Located right off of Highway 12, which is scenic (and amazing by the way), it’s on the same highway that goes to both Capitol Reef and Bryce Canyon National Parks. The restaurant is rustic chic, and the only dining is outside for right now. They serve ingredients fresh, or they preserve them by freezing it, drying it or using it in another way to make sure each bit is used. They have chickens to provide eggs for meals, greenhouses for when the weather gets cooler, and they grow near to 20,000 pounds of produce in a year. The fruit comes from Boulder’s heirloom orchards, and meat from local ranchers. Produce includes veggies, fruits, herbs, flowers and greens. They serve organic, locally produced, regional and seasonally appropriate ingredients, growing much of their produce on their own 6 acre farm. This woman owned restaurant operates using Buddhist principles: commitment to sustainability, environmental ethics, and community responsibility. Hell’s Backbone Grill & Farm, is located in Boulder, Utah, population 400 (in 2020). Over two decades ago, Jen Castle and Blake Spalding had a wild idea to open up an ethical and locally based destination restaurant in one of the most remote towns in America. If you are in the area between Capitol Reef and Bryce Canyon, stop in for dinner to have our same experience!

We got to enjoy a fantastic f arm-to-table meal after a day of hiking in the surrounding rock formations under those wide open Utah skies. "It’s an honor and a privilege, and we want to continue doing it, for as long as we possibly can.This post contains affiliate links for products that we think you as readers might find useful, and we make commission off of these!
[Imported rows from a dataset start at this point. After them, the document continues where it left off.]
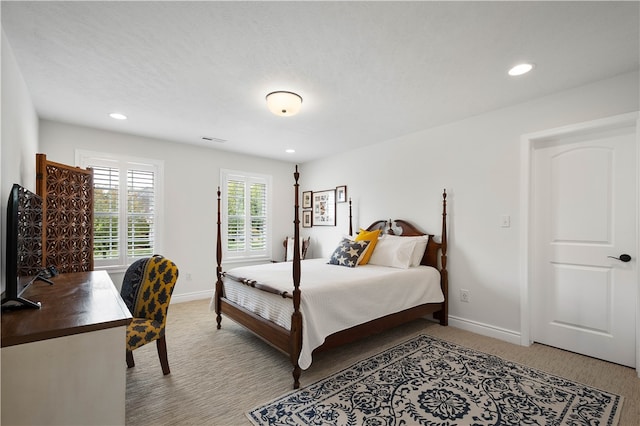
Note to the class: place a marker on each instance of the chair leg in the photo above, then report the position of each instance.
(161, 345)
(130, 362)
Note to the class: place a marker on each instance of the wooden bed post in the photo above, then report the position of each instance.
(444, 274)
(350, 218)
(296, 317)
(219, 269)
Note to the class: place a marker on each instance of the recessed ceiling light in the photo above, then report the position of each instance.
(520, 69)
For more details about our affiliates, click our Disclosure and Contacts Page. And we love the work we do, growing and preparing and serving beautiful food in a beautiful location to you beautiful people," Spalding and Castle wrote. "We love you, and we love our restaurant, our monument, the town, and our amazing team. As of Tuesday afternoon, the page had raised nearly $140,000. The duo set a goal of raising $324,000, a nod that the number is three times 108, a scared number in Buddhism. The restaurant received pandemic-related loans to weather the downturn, but turned to borrowing more money after a "shockingly slow summer visitation year" to make payments on the loan. But for us to all get there, we need a whole lot of help," the founders wrote. And we’re hopeful that you’ll walk through those doors with us, hand in hand. "We remain optimistic for a new chapter that’s brighter than we could have imagined. Hell's Backbone currently rents its location and has done so for 23 years, while the restaurant staff say they constantly deal with broken equipment that "needs fixing," the page reads. On a GoFundMe page started by Spalding and Castle, the restaurant's co-chefs cited three areas of need: Debt payment, permanent home and infrastructure support.
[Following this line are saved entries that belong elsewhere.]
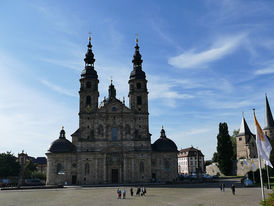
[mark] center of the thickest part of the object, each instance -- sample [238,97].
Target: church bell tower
[89,94]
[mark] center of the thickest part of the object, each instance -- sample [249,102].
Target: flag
[263,146]
[253,165]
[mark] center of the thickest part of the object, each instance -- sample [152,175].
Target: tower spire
[269,123]
[89,60]
[244,129]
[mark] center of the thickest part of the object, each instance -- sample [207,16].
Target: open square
[188,194]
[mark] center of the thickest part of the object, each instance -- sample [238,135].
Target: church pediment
[113,106]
Hell's Backbone Grill and Farm was nominated last year in the Outstanding Restaurant category by the James Beard Awards, according to Gastronomic SLC. The owners of Hell's Backbone Grill and Farm near Boulder say rising costs and lower crowds in the summer has forced them to start a fundraising effort to remain in business.īlake Spalding and Jen Castle opened the restaurant in 2000, and since then have garnered national recognition.

BOULDER, Utah - One of Utah's most highly-rated restaurants is in danger of permanently closing, going so far as to ask for help in keeping its doors open.